The project will utilise the following technologies:
- Elasticsearch: for indexing and search capabilities
- SIA decentralised storage: for secure and scalable storage of Elasticsearch snapshots
- S5 and s5client-js for CDN and API access to SIA
- Open-source LLM models (e.g., from Huggingface ): for AI model customisation
- Web3 technologies: for developing the user interface and interacting with decentralised storage
- The code developed will handle all the metadata JSON objects, serialised binary data etc.

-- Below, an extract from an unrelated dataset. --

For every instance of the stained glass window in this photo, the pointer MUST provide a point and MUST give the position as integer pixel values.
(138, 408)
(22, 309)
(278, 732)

Plus tests will be performed with Elastic Cloud on Kubernetes (ECK), the official operator for managing Elastic Stack applications on Kubernetes, to ensure that replication and syncing works for battle ready deployments.
- Note that at some point Elasticsearch will introduce a more efficient stateless architecture and we plan to adapt to that.
Technical Challenges: Potential complexities in integrating SIA storage with Elasticsearch and ensuring seamless functionality.
Timeline: Unforeseen obstacles that may delay project milestones and deliverables.
Adoption: Encouraging Web3 projects to embrace decentralised storage and open-source LLM models, and promoting the benefits of a democratic approach to AI.
Beyond the proposed project timeline, Fabstir AI envisions further development and enhancement of the platform. This includes expanding support for additional open-source LLM models.
Offering premium subscription services for businesses.
Integrating with other decentralised storage and compute providers, to foster a community-driven ecosystem around AI and decentralised technologies.
We believe that this project aligns with the Web3 ethos and offers a unique opportunity to shape the future of AI through decentralised decision-making.
Thank you for considering our proposal. We look forward to the possibility of receiving grant funding to support this innovative project.